By the time we encountered him he was a very old man who sported a beret and an ascot and carried a walking stick. He was our next-door neighbor and the first person we met when we landed in Baltimore more than 30 years ago. His obituary in The Baltimore Sun would later describe him as a spry octogenarian who enjoyed working crossword puzzles, quoting Virgil and sipping a martini at his desk with an antique typewriter.
Philip Myers was all of those things and he was our introduction to the city, too. My wife and I were just kids. We did not do crossword puzzles and we had forgotten most of our Latin. But martinis seemed interesting. We went right over.
When Mr. Myers died a couple of years later, The Sun also recalled that he liked to be thought of as a raconteur and several of his memoirs were printed in The Sun’s Sunday Magazine. Mr. Myers had been a reporter for the nowdefunct Evening Sun in its heyday— before the First World War.

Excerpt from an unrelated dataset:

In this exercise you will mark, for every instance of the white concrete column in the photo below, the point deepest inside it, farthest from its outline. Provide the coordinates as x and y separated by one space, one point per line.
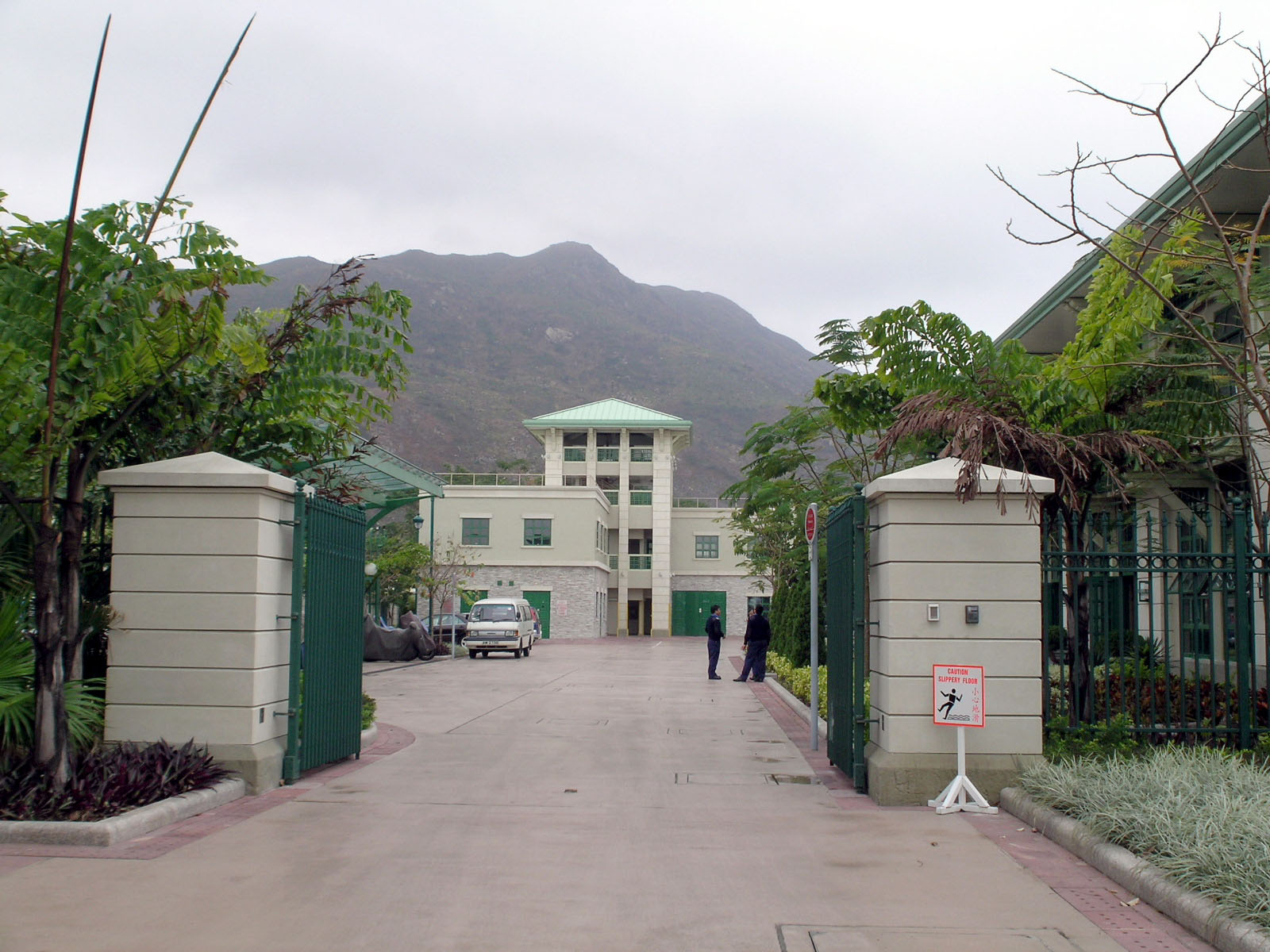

You could have a worse neighbor than a raconteur who drinks gin. He was plainly lonely and he liked an audience. In the afternoon, he would prepare a silver shaker of martinis of a potency that he said, like the Martini-Henry rifle, were deadly accurate at great distance. The shaker went into the icebox, as he still called it, for a frosty nap and was produced at the cocktail hour. I cannot speak to the accuracy of that firearm but the potables were deadly and efficient. Fortunately, we only had to walk next door.
Like any good raconteur, Mr. Myers had told his stories before and we were surely not the first to hear them. But journalists are like Masons and he had been in the lodge long, long ago. He had known H.L. Mencken (and donated his correspondence from Mencken to the Enoch Pratt Free Library ) but he’d also met Mencken’s old foe— William Jennings Bryan— and Helen Keller. He’d interviewed both for The Evening Sun when they came to town, a common practice in the old days, buttonholing traveling celebrities.
Mr. Myers was our portal to Baltimore and its roots, and to the Civil War, which seemed like only yesterday to him. Coming, as I did, from northern New England, I might have been deposited on the banks of the Sewanee River. Charm City, below the Mason-Dixon Line, seemed very Southern to me. And that impression, one that remains to this day, was much reinforced by the reminders of the late War Between the States that I passed every day.
Hard by Johns Hopkins University a statue commemorated the Civil War. I must have passed it dozens of times before I studied the inscription. It was erected by the Confederate Women of Maryland. Across from the Baltimore Museum of Art, there were statues of Robert E. Lee and Stonewall Jackson on their horses! I often showed these to Yankee out-of-towners unaccustomed to seeing Marse Robert commemorated in public places. And we were not long here before someone hauled us to Green Mount Cemetery to see the Booth family plot (Johns Wilkes Booth, et al).
The Civil War is plainly a complicated memory in Baltimore, as we will be reminded on April 12, the 150th anniversary of the shots fired on Fort Sumter. Baltimore was plainly part of the old Confederacy— at least in sentiment. Maryland, a border state where there was slavery, seems to the casual reader of history not the most enthusiastic supporter of the Union. Consider the words of the state song, “Maryland, My Maryland.” (Is it ever sung except at the Preakness?) Written in 1861, this ditty is flecked with allusions to “the despot’s heel” and “Northern scum.”
I had not thought of Mr. Myers in a very long time but with the anniversary of the war the old man’s ghost comes to remind me of one of his most astonishing tales. Myers had been a student at the Friends School in 1909. That would be the Friends School that is now a condominium in Bolton Hill. The students at Friends, he recalled, were required to memorize the Gettysburg Address on the occasion of Lincoln’s centennial. The high point of the Lincoln celebration was a brief address by an ancient faculty member named Eli Matthews Lamb, whom Mr. Myers called Cousin Eli, a quaint custom among the Quakers.
Lamb, like the Quakers of the time, had been a pacifist during the war and had served in the Sanitary Commission. Lamb was at Gettysburg the day Lincoln delivered his famous speech— all 273 words of it in about two minutes that came after a two hour and 19-minute philippic by Edward Everett and established forever that less is more.
Mr. Myers never forgot the war or Cousin Eli or Gettysburg, and neither have my wife and I. He gave us his stories and his friendship and a few martinis and made it possible for us to say years later that we had known someone who had known someone who had heard the Gettysburg Address.